Warum? Von der neuen günstigen Energieerzeugung in den USA abgesehen: Bis auf die wenigen Länder, die zur Redimensionierung staatlicher Segnungen wie Irland und wohl Griechenland gezwungen wurden, verzichtete die Politik in Ländern wie Frankreich, Deutschland, aber eben auch Österreich auf grundlegende Reformen des Staatshaushalts. Selbst jetzt werden Umstrukturierungen des Staates in Wien nicht wegen der Notwendigkeit von Reformen und dem Abbau des Schuldenbergs diskutiert. Nein, mögliche Einsparungen sollen die notwendige Steuerreform finanzieren.
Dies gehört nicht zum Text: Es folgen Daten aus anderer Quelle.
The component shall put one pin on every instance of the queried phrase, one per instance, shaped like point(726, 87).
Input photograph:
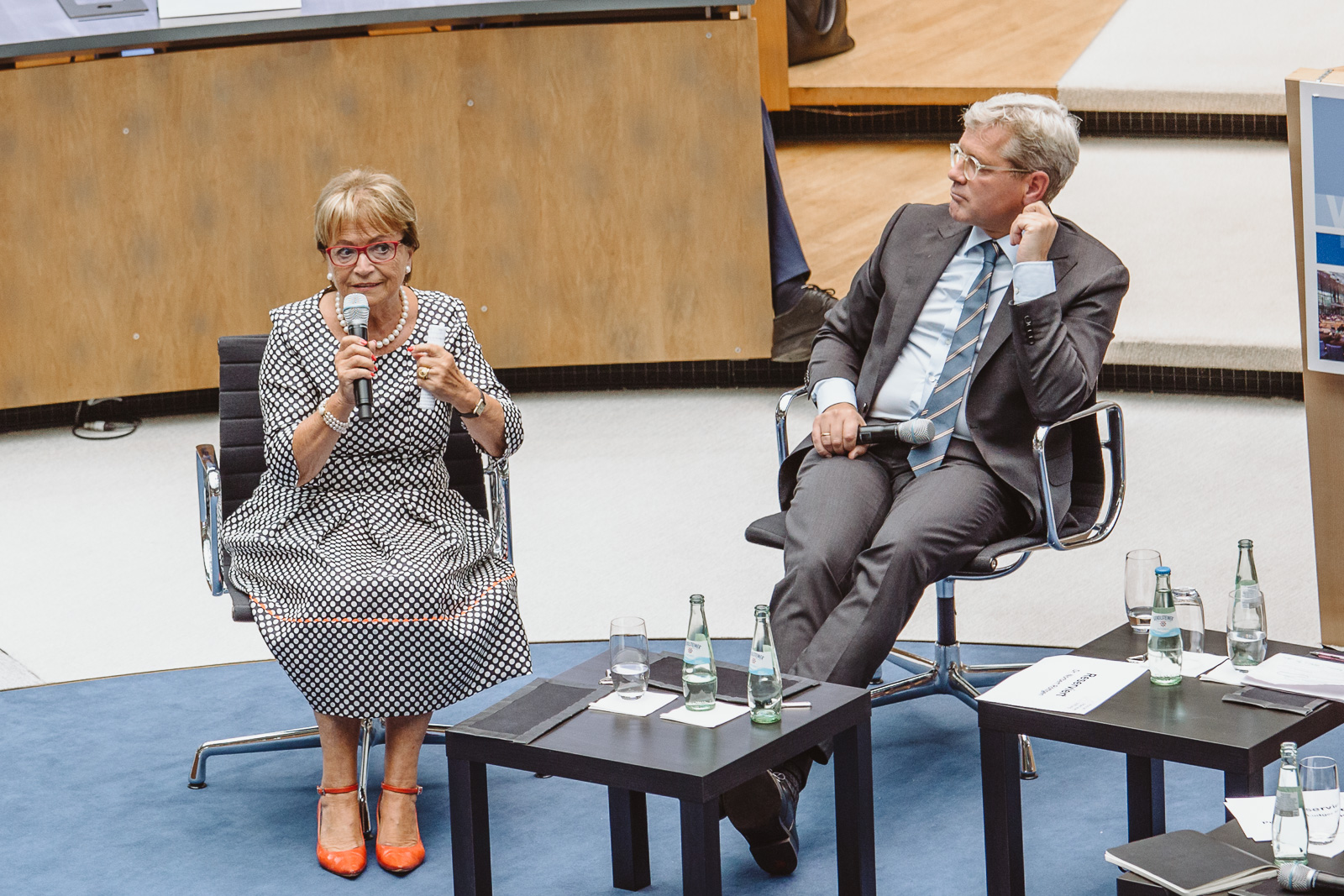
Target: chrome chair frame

Wären einige ernste und mitunter schmerzhafte Einschnitte und Veränderungen in den vergangenen drei Jahren angegangenen worden, wir stünden am Vorabend der nächste Delle wesentlich besser gerüstet da. Vor diesem wirtschaftlichen Szenario haben übrigens genügend Ökonomen gewarnt. Nun fehlt schlicht das Geld für Abgabensenkungen und notwendige Investitionen in Forschung und Bildung. Das wird möglicherweise noch eine bittere Lektion: Die Dämpfung steigender Kosten wird zur Budgetnotmaßnahme umgewandelt werden. Die Steuerreform wird zu einem Teil sehr wohl so beschlossen werden, wie das bisher eigentlich ausgeschlossen gewesen ist: auf Pump, wie Deutsche es formulieren würden.


Was passiert in Österreich angesichts dieser volkswirtschaftlichen Misere? Ganz einfach: Staatsmanager – die gibt es nur in Europa und weniger demokratischen Landstrichen der Welt – und Politiker streiten um Macht und Zugriff in der Staatsholding. Es geht dabei im Kern nicht um Strategien oder gar Schuldenabzahlung durch Privatisierungserlöse, sondern um persönliche Vorteile der Herren und Einfluss für die jeweilige Partei (oder das jeweilige Ressort). Einmal mehr lenkt das Theater von dem großen Bild und auch von dem eigentlichen Verantwortlichen in Österreich ab: dem Bundeskanzler. Werner Faymann glaubt offenbar ernsthaft, mit Durchtauchen auch diese Krise durchstehen zu können. Das wird nicht funktionieren. Nur zur Erinnerung: In Deutschland waren es die Sozialdemokraten Gerhard Schröders, die mit ihrer Agenda 2010 den Grundstein für die nun zu Ende gehenden fröhlichen Angela-Merkel-Jahre bildeten. Auch Faymann lebte von Vorgängern. Nun wird es trist für ihn. Und leider auch für das Land.